Architecture¶
The v2 architecture is a thin composition:
Models do not duplicate hidden-layer math. Feature computation lives in FeatureMap; learning lives in Solver; backend selection is passed uniformly through the pipeline.
Pipeline¶
flowchart LR
Data[Row-major matrix] --> Fit[FeatureMap::fit]
Fit --> Transform[FeatureMap::transform]
Transform --> Solve[Solver::solve]
Solve --> Weights[Output weights]
Weights --> Predict[Predictions]
subgraph CPU[CPU backend]
Cholesky[Cholesky ridge]
RLS[Recursive least squares]
end
subgraph GPU[GPU backend]
GEMM[cuBLAS GEMM]
QR[cuSOLVER QR]
end
Solve -. CPU .-> Cholesky
Solve -. GPU .-> QR
Feature maps¶
FeatureMap<FloatT> is the single home for feature computation.

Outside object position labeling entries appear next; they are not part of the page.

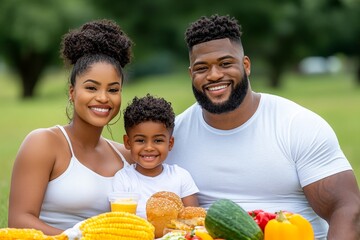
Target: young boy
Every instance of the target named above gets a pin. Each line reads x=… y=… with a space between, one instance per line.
x=149 y=123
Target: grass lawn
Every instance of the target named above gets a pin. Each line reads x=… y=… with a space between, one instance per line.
x=334 y=97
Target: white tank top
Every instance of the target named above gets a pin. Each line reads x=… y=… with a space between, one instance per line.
x=77 y=194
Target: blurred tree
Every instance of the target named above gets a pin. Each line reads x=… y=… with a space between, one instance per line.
x=281 y=32
x=30 y=34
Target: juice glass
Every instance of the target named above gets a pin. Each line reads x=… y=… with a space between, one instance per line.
x=124 y=201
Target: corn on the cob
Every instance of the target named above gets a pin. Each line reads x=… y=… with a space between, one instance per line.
x=117 y=225
x=27 y=234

| Map | Learns parameters? | Use |
|---|---|---|
IdentityMap |
No | Linear baseline and ablations |
RandomAdditiveMap |
No | Standard additive ELM hidden layer |
RbfMap |
Centers during fit |
Center-based radial basis features |
ElmAutoEncoderLayer |
Yes | Learned encoder for feature extraction |
StackedFeatureMap |
Yes, layer by layer | ML-ELM and H-OS-ELM feature stacks |
Solver strategies¶
| Solver | Training mode | Main options |
|---|---|---|
BatchRidgeSolver |
Batch | ridgeAlpha, primal/dual path, Cholesky/QR |
RlsSolver |
Online | regularization, forgetting, class-distance constraint |
Backend¶
Backend::kCpu is the correctness reference. Backend::kGpu routes heavy primitives through the CUDA primitive layer. The public model API stays backend-neutral.